Aynı nedenle Muharrem İnce de saat 17.00’den sonra ortadan kaybolmuştu.
Herkes İnce’ye aynı şeyi soruyordu:
“Ne oldu cüppeleriyle bekleyen 50 bin avukat, hepsini YSK’nın önünde toplayacaktın?”
Nasıl toplasın ki?
“Haydi arkadaşlar! İtirazımız var, YSK’ya yürüyoruz” diyebilmesi için elinde AA’nın ve YSK’nın dışında bir veri olması gerek.
Var mıydı, yoktu.
Koskoca bir anamuhalefet partisi, seferber ettiği yüzbinlerce insanın gözüne baka baka iktidara göbekten bağlı manipülatif yayın yapan bir devlet ajansına ve artık Saray’ın hükümranlık alanı dahilinde bir kuruma bırakmıştı seçimin güvenliğini.

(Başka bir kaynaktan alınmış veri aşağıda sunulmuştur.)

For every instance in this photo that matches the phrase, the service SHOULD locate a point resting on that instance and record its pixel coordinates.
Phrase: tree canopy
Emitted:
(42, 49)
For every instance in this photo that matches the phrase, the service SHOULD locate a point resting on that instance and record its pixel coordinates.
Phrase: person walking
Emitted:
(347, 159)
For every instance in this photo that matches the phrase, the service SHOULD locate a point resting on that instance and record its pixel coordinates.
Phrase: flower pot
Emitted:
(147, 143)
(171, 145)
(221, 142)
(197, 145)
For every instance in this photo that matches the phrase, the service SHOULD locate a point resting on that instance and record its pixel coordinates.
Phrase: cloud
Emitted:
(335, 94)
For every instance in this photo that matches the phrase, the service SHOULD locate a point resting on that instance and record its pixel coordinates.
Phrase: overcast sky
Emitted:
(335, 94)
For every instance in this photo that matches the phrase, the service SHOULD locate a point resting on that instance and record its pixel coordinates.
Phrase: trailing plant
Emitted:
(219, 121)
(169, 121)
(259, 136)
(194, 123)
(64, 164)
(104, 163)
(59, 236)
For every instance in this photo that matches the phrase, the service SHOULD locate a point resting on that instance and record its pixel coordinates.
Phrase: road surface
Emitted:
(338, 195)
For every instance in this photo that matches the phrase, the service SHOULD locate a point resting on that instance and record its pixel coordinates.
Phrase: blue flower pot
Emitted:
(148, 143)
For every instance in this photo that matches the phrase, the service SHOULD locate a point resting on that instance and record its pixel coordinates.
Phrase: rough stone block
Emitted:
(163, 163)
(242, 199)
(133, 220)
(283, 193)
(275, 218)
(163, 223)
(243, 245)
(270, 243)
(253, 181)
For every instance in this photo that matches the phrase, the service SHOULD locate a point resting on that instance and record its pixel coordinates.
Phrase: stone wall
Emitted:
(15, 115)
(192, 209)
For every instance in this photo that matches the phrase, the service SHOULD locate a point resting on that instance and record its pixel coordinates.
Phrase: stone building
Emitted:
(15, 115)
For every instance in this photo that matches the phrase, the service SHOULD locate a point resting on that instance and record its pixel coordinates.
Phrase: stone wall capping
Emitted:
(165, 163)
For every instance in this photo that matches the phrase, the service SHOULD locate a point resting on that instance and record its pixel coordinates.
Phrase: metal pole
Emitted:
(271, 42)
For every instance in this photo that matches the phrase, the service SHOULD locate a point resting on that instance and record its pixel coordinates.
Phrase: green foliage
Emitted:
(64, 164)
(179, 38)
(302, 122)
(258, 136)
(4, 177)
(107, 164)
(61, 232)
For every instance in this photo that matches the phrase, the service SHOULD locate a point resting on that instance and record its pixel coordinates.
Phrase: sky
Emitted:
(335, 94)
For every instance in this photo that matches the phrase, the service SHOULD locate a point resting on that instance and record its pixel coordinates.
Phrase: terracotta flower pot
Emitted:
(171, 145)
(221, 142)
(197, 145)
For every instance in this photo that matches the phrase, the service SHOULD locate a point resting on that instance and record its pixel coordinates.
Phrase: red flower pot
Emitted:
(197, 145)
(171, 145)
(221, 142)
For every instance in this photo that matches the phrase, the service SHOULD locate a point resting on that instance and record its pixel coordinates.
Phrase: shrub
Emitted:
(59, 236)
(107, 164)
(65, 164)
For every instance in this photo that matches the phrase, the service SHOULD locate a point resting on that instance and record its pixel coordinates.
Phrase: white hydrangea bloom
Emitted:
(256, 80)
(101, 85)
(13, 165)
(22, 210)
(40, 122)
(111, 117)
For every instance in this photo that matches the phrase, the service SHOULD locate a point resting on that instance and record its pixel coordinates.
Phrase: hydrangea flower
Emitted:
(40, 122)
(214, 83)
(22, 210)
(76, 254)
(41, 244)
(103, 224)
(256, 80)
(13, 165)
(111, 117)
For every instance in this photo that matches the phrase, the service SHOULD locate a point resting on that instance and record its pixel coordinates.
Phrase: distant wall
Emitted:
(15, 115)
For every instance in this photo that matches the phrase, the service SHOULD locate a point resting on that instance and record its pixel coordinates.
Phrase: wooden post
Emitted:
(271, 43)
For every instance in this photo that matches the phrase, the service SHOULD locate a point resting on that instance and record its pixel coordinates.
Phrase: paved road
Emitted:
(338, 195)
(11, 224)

Oysa, sandık başlarından sağlıklı sonuç alınabilmesi için bir Adil Seçim Platformu oluşturulmuştu.
Farklı siyasi partilerin ve STK’ların katılımıyla geniş ve doğru platform oluşturulmuştu.
Ancak seçim günü çalışmayan Adil Seçim Platformu değil, Adil Seçim Mobil Uygulaması’ydı.

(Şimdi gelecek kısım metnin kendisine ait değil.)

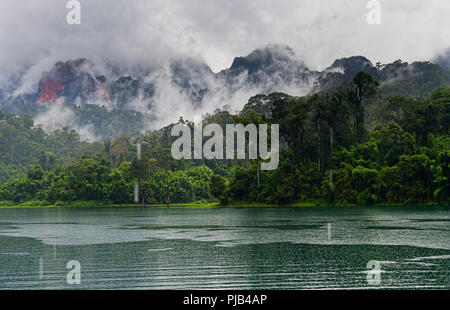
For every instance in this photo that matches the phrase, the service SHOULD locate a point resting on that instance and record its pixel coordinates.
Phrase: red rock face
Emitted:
(99, 89)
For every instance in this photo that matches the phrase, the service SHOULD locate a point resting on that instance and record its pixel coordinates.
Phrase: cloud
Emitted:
(58, 116)
(143, 34)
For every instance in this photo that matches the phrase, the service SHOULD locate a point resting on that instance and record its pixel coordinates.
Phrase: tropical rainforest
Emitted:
(344, 145)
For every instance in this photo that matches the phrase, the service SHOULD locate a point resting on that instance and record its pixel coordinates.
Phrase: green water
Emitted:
(225, 248)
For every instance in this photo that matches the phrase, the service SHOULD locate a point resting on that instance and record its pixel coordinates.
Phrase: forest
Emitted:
(346, 145)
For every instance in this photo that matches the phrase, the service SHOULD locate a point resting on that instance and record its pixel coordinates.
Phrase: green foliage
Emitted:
(328, 154)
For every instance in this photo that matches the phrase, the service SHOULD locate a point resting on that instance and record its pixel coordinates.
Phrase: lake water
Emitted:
(226, 248)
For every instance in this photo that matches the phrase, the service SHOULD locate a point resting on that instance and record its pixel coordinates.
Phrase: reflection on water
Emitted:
(240, 248)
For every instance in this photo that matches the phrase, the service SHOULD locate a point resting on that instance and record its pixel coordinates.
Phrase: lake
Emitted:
(226, 248)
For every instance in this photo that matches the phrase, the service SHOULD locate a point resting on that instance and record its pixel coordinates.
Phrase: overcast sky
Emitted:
(35, 32)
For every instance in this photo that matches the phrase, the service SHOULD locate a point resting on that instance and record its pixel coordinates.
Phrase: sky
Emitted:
(34, 34)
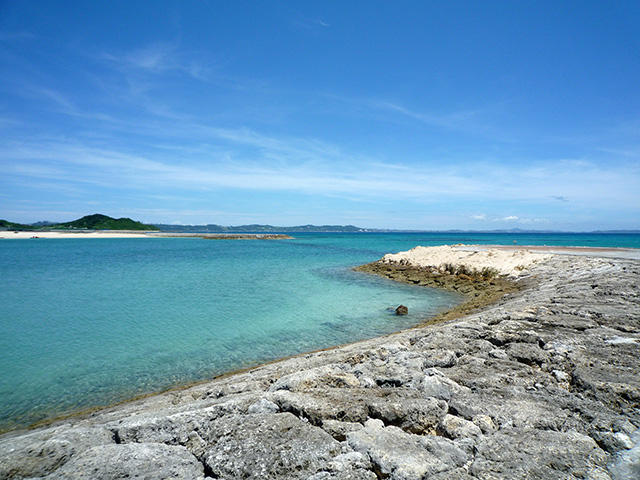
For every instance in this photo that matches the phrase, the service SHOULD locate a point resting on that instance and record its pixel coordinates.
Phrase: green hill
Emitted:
(103, 222)
(14, 226)
(90, 222)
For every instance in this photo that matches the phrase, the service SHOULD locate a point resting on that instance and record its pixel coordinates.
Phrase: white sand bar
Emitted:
(512, 263)
(97, 234)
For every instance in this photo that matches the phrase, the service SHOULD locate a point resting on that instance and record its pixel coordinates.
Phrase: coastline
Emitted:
(519, 375)
(16, 235)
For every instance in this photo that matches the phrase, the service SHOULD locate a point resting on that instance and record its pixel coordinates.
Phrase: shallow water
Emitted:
(87, 322)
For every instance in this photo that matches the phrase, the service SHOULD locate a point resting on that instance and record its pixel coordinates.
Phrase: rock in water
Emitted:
(402, 310)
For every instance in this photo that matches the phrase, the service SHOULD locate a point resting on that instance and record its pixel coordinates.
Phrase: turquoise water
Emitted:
(88, 322)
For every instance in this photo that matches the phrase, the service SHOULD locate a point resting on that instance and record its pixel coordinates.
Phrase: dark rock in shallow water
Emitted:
(545, 383)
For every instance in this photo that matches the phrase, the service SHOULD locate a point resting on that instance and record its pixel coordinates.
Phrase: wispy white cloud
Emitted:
(161, 57)
(253, 161)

Biz de Artı TV ve Artı Gerçek olarak seçim günü AA’nın manipülasyonuna alet olmamak için devletin ajansının verdiği sonuçları sadece kıyaslamak için kullanma kararı almıştık.

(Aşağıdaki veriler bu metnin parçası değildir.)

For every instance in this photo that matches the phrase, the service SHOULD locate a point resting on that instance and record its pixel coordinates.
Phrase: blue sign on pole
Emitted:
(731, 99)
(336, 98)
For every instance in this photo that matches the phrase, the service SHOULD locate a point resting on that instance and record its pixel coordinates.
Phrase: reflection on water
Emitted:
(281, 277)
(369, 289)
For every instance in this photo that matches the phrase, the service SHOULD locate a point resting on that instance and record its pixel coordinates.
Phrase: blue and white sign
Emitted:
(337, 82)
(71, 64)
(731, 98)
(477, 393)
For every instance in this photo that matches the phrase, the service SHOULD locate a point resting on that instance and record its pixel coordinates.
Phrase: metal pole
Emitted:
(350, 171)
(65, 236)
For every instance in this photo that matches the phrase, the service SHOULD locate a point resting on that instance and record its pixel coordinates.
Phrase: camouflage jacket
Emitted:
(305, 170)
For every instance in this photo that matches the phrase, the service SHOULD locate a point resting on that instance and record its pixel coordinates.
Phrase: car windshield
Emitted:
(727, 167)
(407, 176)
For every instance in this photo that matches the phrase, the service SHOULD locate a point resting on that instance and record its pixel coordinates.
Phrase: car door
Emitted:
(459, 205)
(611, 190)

Günlerce Adil Seçim Platformu’yla ilişkimizi sürdürdük.
Amacımız onların sonuç verme şablonuna göre televizyona ve siteye uygun grafikler hazırlamaktı.
Uzun süre “Bugün hazır değil, yarın konuşalım” yanıtını aldık.
Sonunda seçime bir gün kala ancak bize sonuç verme şablonlarını iletebildiler.
Bu arada siz de gazetelerde, internet sitelerinde Adil Seçim Platformu’nun teknolojik altyapısını oluşturanlardan bol bol iddialı demeçler okuyordunuz:
“Sonuçları AA’dan bile önce vereceğiz.”
Gelin görün ki seçim günü AA’dan sonuçlar akmaya başladığında Adil Seçim’den “tık” bile gelmedi.
Bizim gibi sonuçları buradan almak isteyen birkaç televizyon ve internet sitesi de açığa düştü.
AA’dan başka bir yerden sandık sonucu gelmiyordu. Kimi teslim olup dayandı AA’nın sonuçlarına. Bazıları yanlış yaptığını görüp sonradan vazgeçti.
Artı TV de sonuçları eksik ve geriden verme pahasına AA’nın manipülasyonuna karşı sonuna kadar direndi.
Çünkü Adil Seçim Mobil Uygulaması daha çalışmadan çökmüştü.
CHP ve adayı İnce bile seçim sonuçlarını AA’dan izlemeye muhtaç olmuştu.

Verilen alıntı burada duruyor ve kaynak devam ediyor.